Даринька смотрела на темные в колоннах окна. Родилась здесь?.. Этого она не понимала.
— Ты спокойна, это хорошо.
— Но я не понимаю… ничего не помню… — шептала она растерянно.
— Как ты можешь помнить, отсюда унесли тебя малюткой… два года тебе было.
— Чей же это дом?..
— Твоего отца. Был. Узнаешь все. Теперь, недалеко отсюда, в богадельню…
— В богадельню… зачем?..
— Нет, в богадельню после, а сейчас… Ну вот, плачешь… Все так чудесно!..
Она смотрела за решетку и плакала.
— Я тебе все сказала… ничего не утаила, что… незаконная… всегда за него молюсь… — шептала она, глотая слезы, — если бы он был… хороший!
— Он был хороший, знаю точно. Благородный, добрый…
— Да?!.. хороший?!..
— Твой отец был чистый, и это тебе скажут, кто его знал.
— Чи-стый?!.. — воскликнула она, сложила перед собой руки и поглядела в небо.
— Если бы не злой случай, твоя мать была бы его женой и ты была бы тогда законная. Это точно. Пойдем…
Она стояла, глядела за решетку.
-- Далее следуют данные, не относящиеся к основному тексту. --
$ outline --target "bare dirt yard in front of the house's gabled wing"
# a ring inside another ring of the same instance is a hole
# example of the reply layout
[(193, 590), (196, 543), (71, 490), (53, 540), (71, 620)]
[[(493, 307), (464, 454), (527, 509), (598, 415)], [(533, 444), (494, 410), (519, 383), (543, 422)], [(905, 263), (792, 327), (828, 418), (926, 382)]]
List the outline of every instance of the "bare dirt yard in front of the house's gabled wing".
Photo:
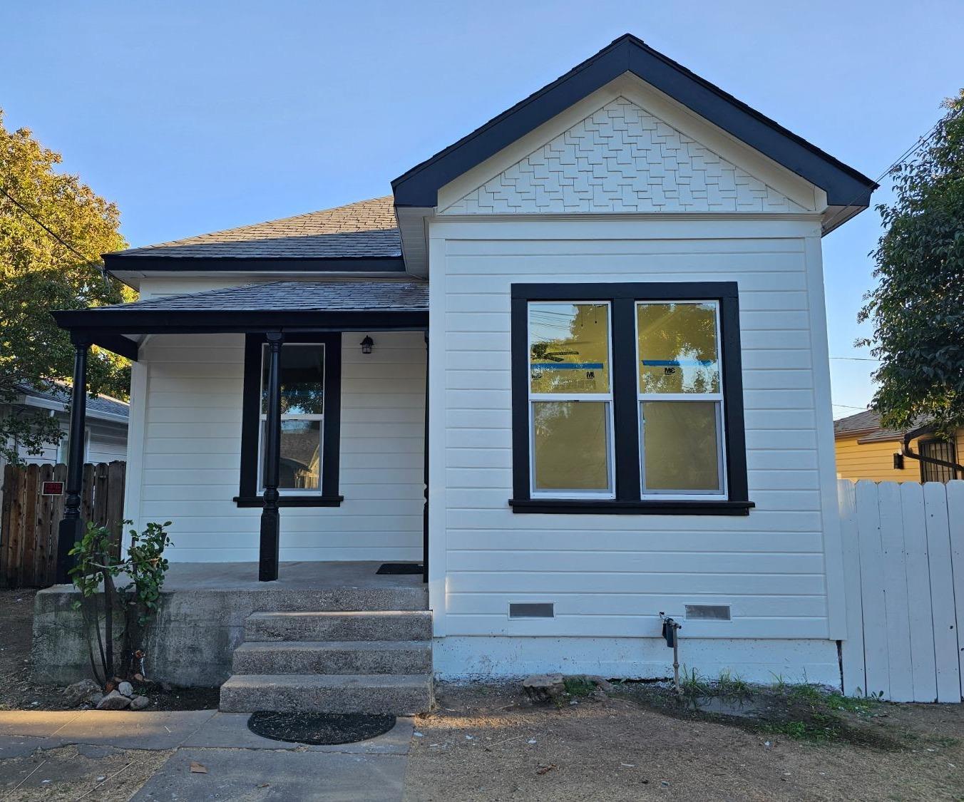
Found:
[(653, 684), (605, 701), (573, 690), (532, 705), (518, 683), (439, 684), (415, 720), (406, 800), (964, 799), (960, 705), (741, 686), (743, 706), (718, 706), (734, 716)]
Он повторил: «Пойдем». Вернулись к оставленной коляске. Виктор Алексеевич велел: «В Елохово!» Коляска покатила той же улицей. Сошли у церкви.
— Это Богоявления в Елохове. Здесь тебя крестили.
Вечерняя отходила. Храм был обширный — богатый, аристократический приход. Иконы в самоцветах, в винограде золоченом иконостас, тяжелые паникадила…
Даринька взяла свечки, пошла ко храмовому образу, под сенью, стала на колени. Предтеча, в коже, воздевал руки над Христом во Иордане.